## If the first two lower central quotients of a group are cyclic, then the second derived subgroup is trivial

Show that if $G^\prime/G^{\prime\prime}$ and $G^{\prime\prime} / G^{\prime\prime\prime}$ are both cyclic then $G^{\prime\prime} = 1$.

We begin by proving a lemma.

Lemma: Let $G$ be a group and let $N \leq G$ be normal. Then $(G/N)^\prime = G^\prime N /N$. Proof: $(\subseteq)$ If $[xN,yN] \in G/N$ is a commutator, then $[xN,yN] = [x,y]N \in G^\prime N/N$. $(\supseteq)$ $G^\prime \leq G^\prime N$, so that $G/G^\prime N \cong (G/N)/(G^\prime N/N)$ is abelian. By Theorem 5.7 in the text, $(G/N)^\prime \leq G^\prime N/N$. $\square$

Now for the main result.

Note that $G^{\prime\prime\prime} \leq G$ is characteristic, hence normal, so that $G^{\prime\prime}/G^{\prime\prime\prime} \leq G/G^{\prime\prime\prime}$ is a cyclic, hence abelian, normal subgroup.

By this previous exercise, $(G/G^{\prime\prime\prime})/(G^{\prime\prime}/G^{\prime\prime\prime}) \cong G/G^{\prime\prime}$ (via the Third Isomorphism Theorem) acts on $G^{\prime\prime}/G^{\prime\prime\prime}$ by conjugation on the left as follows: $(gG^{\prime\prime}) \cdot (a G^{\prime\prime\prime}) = (gag^{-1}) G^{\prime\prime\prime}$. Now conjugation is an automorphism of $G^{\prime\prime}/G^{\prime\prime\prime}$, and since this quotient is cyclic, its automorphism group is abelian. Thus, for all $g,h \in G$ and $a \in G^{\prime\prime}$, we have $(gh)a(gh)^{-1} G^{\prime\prime\prime} = (hg)a(hg)^{-1} G^{\prime\prime\prime}$. Via some arithmetic, we see that $[g,h] a [g,h]^{-1} a^{-1} \in G^{\prime\prime\prime}$; in particular, each element of $G^{\prime\prime}/G^{\prime\prime\prime}$ commutes with each generator of $G^{\prime}/G^{\prime\prime\prime}$, so that $G^{\prime\prime}/G^{\prime\prime\prime} \leq Z(G^{\prime}/G^{\prime\prime\prime})$.
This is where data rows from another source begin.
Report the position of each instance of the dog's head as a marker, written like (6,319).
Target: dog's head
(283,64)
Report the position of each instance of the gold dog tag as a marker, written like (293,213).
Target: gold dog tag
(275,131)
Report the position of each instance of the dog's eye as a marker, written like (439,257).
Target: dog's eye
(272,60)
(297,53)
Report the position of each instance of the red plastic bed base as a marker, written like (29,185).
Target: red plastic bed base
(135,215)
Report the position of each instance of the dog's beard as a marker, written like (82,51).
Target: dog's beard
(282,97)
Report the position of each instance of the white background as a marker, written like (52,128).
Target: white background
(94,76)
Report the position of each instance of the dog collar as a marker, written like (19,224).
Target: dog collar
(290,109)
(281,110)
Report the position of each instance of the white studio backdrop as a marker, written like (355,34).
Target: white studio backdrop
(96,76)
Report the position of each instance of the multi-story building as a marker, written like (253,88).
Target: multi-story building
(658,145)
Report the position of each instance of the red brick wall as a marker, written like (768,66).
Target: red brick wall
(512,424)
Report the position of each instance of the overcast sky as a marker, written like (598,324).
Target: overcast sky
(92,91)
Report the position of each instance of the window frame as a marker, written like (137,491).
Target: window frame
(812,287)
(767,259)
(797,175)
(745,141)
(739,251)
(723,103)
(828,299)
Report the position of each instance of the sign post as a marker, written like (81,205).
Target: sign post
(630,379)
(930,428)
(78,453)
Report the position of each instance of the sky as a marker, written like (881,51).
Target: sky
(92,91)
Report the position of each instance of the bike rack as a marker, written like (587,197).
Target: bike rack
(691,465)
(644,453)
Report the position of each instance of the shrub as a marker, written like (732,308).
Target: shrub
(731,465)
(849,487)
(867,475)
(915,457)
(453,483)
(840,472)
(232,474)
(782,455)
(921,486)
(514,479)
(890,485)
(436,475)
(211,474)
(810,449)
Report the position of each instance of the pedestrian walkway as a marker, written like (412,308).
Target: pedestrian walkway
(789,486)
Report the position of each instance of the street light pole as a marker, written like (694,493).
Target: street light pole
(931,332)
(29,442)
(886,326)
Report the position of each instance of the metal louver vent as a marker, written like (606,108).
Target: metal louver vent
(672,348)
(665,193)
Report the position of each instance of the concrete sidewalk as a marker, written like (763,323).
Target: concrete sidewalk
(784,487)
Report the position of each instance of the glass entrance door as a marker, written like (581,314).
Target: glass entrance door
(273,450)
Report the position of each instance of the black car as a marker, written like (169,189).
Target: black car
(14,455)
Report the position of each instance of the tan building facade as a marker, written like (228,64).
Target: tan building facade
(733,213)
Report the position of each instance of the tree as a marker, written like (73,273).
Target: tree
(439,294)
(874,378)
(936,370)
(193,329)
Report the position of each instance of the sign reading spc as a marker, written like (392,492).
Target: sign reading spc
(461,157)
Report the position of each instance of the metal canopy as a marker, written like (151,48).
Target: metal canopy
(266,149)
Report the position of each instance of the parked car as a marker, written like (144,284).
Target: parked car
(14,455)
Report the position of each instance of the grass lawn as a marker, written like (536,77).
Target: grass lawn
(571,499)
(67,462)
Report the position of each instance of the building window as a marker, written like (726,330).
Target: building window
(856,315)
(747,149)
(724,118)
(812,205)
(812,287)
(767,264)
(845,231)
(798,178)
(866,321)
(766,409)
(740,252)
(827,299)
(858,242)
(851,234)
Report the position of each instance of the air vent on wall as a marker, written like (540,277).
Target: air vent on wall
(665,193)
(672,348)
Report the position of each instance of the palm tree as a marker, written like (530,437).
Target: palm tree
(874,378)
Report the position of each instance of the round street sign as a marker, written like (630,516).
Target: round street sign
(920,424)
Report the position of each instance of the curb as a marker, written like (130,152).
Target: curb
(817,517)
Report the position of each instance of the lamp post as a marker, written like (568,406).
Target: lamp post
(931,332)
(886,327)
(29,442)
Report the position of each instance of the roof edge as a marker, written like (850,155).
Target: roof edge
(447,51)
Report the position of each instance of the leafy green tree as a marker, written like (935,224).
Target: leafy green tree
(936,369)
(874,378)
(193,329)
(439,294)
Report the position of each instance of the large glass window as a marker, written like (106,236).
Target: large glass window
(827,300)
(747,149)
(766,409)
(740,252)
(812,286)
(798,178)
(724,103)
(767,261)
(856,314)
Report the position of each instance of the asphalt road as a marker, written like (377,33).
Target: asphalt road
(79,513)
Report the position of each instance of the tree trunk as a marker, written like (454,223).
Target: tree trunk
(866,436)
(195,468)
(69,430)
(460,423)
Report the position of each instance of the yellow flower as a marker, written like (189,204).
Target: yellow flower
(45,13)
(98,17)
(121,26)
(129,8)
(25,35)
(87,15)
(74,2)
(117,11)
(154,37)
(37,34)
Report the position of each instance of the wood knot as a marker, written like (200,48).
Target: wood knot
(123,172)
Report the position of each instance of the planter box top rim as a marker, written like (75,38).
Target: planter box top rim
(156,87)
Using the Third Isomorphism Theorem, $(G^\prime/G^{\prime\prime\prime})/Z(G^\prime/G^{\prime\prime\prime}) \cong ((G^\prime/G^{\prime\prime\prime})/(G^{\prime\prime}/G^{\prime\prime\prime}))/(Z(G^\prime/G^{\prime\prime\prime})/(G^{\prime\prime}/G^{\prime\prime\prime}))$ $\cong (G^\prime/G^{\prime\prime})/(Z(G^\prime/G^{\prime\prime\prime})/(G^{\prime\prime}/G^{\prime\prime\prime}))$ is cyclic; hence $G^\prime/G^{\prime\prime\prime}$ is abelian, and using the lemma we have $1 = (G^\prime/G^{\prime\prime\prime})^\prime = G^{\prime\prime}/G^{\prime\prime\prime}$. Thus $G^{\prime\prime} = G^{\prime\prime\prime}$.